Il s’agit d’amener le sujet à se donner moins d’importance et toute l’importance. De lui faire prendre conscience qu’il n’est rien et à la fois la personne la plus importante au monde, car sans lui, le monde n’existerait pas, ce qu'exprime aussi l'hypnothérapeute canadien Gaston Brosseau.

 

La notion d’oxymore s'avère primordiale en hypnose quantique comme dans le Taoïsme : les contraires sont imbriqués et non contradictoires. (Exemple : une nuit lumineuse, une douceur abrupte, une caresse rêche...)

 

On travaille sur une variation de la place du sujet qui peut prendre toutes les places possibles, et non sur les causes et les symptômes.

 

Quand le sujet trouve une place plus confortable, quand le dé jeté repose sur une autre face, et mieux roule à l'infini sur la tranche... ce qui avait besoin d’être apaisé s’apaise , se restructure ce qui avait besoin d’être restructuré.

 

Ceci se réalise soit sous une forme de résilience, pour reprendre le terme de Cyrulnik, soit en empruntant une nouvelle voie parmi une multitude de voies possibles.

 

Il s'agit alors de régresser puis renaître à partir de l'œuf originel, le Un, le Tout, œuf cosmique des premiers indigènes ou monde implié de David Bohm en physique quantique.

jusqu’à lors, le sujet n’avait emprunté qu’une voie parmi des milliards disponibles.

En un mot, l’hypnose quantique ouvre des chemins de liberté en entrant à l'intérieur du temps et abandonnant les premières croyances.

 

Il ne s'agit pas de faire varier des éléments sur un seul plan, comme par la métaphore d'une hypnose strictement éricksonienne, mais de provoquer un changement de plan de l'ordre d'un saut quantique.

 

Cette approche permet d’accéder à ce que d’autres nommeraient impossible.
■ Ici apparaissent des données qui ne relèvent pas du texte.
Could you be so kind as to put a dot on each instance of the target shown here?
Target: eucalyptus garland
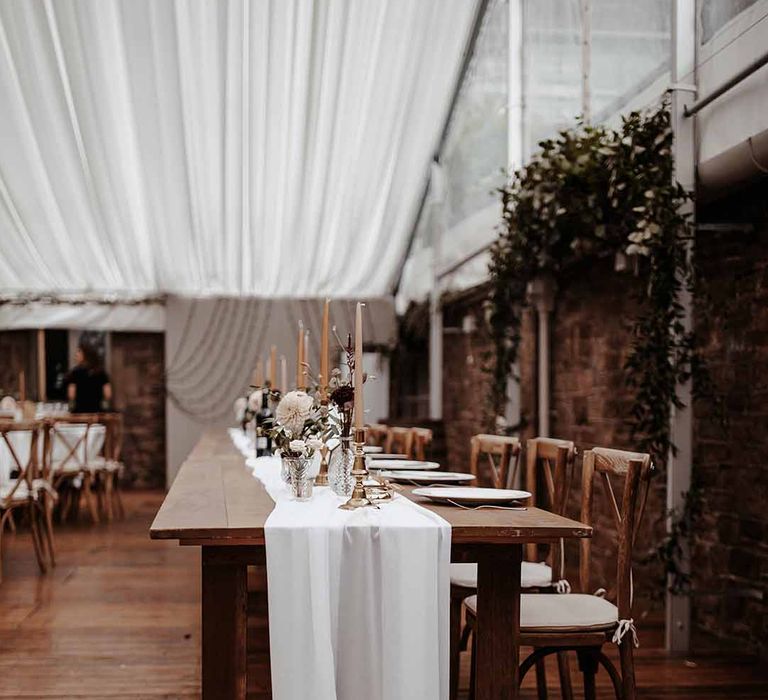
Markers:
(599, 192)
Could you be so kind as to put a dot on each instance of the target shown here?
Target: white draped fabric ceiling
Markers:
(218, 148)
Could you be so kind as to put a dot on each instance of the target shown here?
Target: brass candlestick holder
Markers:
(359, 471)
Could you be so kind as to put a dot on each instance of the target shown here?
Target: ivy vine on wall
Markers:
(595, 191)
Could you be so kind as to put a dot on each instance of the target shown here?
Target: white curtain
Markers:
(271, 148)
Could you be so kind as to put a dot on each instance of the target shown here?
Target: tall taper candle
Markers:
(273, 368)
(324, 359)
(258, 374)
(359, 409)
(299, 358)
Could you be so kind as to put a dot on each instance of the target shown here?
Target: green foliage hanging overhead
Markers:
(601, 192)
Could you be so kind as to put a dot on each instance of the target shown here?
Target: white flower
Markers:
(293, 411)
(254, 400)
(297, 445)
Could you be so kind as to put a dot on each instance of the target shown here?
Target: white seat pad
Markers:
(532, 575)
(549, 613)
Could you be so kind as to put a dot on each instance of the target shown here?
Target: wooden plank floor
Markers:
(119, 618)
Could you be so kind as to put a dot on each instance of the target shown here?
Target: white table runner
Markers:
(358, 601)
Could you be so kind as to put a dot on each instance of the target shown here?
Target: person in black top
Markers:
(88, 387)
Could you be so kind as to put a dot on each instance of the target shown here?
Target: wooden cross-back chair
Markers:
(21, 443)
(420, 440)
(502, 456)
(552, 460)
(377, 434)
(70, 473)
(400, 441)
(584, 622)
Le travail joue dans l'ordre d'un miracle qui se banalise. Ainsi, des « guérisons » se font en une séance.

Élargir sa vision est élargir le champ des possibles.

 

La matière est la place du sujet qui se libère pour une nouvelle affirmation du Je, plus fluide.
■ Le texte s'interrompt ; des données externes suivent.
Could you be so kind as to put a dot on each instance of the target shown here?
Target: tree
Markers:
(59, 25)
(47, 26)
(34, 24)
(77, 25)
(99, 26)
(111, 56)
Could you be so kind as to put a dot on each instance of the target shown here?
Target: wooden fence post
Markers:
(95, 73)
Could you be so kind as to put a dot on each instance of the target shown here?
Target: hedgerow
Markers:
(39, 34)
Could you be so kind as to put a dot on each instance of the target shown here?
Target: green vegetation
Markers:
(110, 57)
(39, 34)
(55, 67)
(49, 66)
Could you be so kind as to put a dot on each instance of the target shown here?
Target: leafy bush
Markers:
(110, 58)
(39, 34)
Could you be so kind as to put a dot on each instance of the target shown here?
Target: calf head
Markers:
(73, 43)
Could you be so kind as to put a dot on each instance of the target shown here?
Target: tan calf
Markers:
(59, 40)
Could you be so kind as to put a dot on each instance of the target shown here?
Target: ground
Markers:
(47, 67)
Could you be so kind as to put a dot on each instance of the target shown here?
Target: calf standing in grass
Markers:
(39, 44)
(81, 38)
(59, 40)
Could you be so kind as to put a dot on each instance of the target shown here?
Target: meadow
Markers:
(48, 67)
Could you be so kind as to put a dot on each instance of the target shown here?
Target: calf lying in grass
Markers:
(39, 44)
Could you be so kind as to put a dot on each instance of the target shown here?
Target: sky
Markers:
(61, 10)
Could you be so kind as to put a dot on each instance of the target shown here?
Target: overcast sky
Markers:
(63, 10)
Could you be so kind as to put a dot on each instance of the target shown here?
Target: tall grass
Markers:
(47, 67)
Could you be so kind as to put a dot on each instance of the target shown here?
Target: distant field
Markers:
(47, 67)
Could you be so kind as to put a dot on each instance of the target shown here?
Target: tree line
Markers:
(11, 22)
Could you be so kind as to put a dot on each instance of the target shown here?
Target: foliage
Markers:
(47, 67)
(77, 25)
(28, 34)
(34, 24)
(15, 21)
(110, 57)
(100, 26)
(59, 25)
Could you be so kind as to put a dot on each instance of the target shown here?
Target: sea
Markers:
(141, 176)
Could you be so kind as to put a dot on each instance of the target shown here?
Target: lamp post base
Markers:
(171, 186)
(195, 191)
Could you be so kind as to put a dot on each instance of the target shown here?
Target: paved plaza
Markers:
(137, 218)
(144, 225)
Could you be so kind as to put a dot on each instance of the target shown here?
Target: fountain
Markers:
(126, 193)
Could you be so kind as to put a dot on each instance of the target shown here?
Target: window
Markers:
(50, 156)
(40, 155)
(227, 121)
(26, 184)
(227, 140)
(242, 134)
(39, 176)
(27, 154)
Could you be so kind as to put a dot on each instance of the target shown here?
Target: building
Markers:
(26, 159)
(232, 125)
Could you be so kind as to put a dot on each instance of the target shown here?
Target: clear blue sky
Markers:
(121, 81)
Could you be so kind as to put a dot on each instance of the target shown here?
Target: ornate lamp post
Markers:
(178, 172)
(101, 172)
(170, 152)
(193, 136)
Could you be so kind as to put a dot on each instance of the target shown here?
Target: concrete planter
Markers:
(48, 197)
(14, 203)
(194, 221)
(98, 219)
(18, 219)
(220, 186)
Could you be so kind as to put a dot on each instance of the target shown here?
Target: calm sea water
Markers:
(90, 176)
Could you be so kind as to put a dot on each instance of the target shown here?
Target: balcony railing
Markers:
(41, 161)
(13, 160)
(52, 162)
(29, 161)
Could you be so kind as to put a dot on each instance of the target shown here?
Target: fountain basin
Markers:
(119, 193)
Les stades, ou étapes, amenés par le thérapeute qui devient guide sont le calme, le plaisir du calme, la puissance calme intérieure puis la bienveillance.

 

Cette hypnose quantique allie une approche énergétique et spirituelle à l'hypnose éricksonienne.

 

Le "Je sais" de Nisargadatta Maharaj, le  "Un cours en miracles" et les "Dialogues avec l'ange" se retrouvent mêlés à l'hypnose plus classique, à la physique quantique de Bohr, Einstein, Dirac, à celle plus pointue de David Bohm.

Les images de Bachelard et de Merleau-Ponty sont présentes, comme les travaux sur la résonance morphique de Scheldrake.

 

De même est toujours présent le précurseur de cette approche qu'a été François Roustang.
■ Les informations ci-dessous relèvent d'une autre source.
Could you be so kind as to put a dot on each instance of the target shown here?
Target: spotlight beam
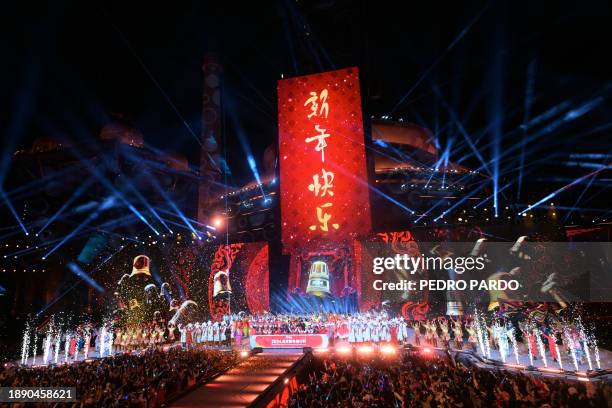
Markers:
(13, 211)
(76, 269)
(567, 186)
(455, 41)
(67, 203)
(77, 283)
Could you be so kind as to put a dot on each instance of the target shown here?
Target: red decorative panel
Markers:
(323, 178)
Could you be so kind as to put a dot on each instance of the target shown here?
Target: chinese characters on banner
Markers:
(323, 178)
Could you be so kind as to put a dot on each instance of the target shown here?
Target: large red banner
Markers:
(323, 177)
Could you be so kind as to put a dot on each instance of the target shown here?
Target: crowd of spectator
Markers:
(417, 381)
(146, 379)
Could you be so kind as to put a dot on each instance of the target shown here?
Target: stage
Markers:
(240, 386)
(288, 341)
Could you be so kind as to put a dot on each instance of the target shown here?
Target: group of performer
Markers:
(538, 340)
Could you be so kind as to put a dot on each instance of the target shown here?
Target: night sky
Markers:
(67, 67)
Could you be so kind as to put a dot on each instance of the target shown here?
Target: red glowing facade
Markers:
(323, 177)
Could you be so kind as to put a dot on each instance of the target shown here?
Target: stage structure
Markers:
(325, 203)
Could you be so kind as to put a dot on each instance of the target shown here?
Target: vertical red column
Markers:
(211, 132)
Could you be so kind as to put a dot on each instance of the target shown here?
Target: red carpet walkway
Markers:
(241, 385)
D’autres peuvent aller encore plus loin que moi par une hypnose régressive ou des dialogues avec les défunts comme le docteur Charbonnier.

 

Auparavant, ont apparu des dialogues avec des vies antérieures ou avec des éléments de matière, ce que l’on retrouvait dans les expériences de Stanislav Grof.

D'autres, comme Barbara Ann Brennan travaille uniquement à partie de l'univers bioénergétique.



En rester à une hypnose uniquement éricksonienne est ne même pas entrer dans le vingtième siècle alors qu'on arrive au quart du vingt et unième siècle.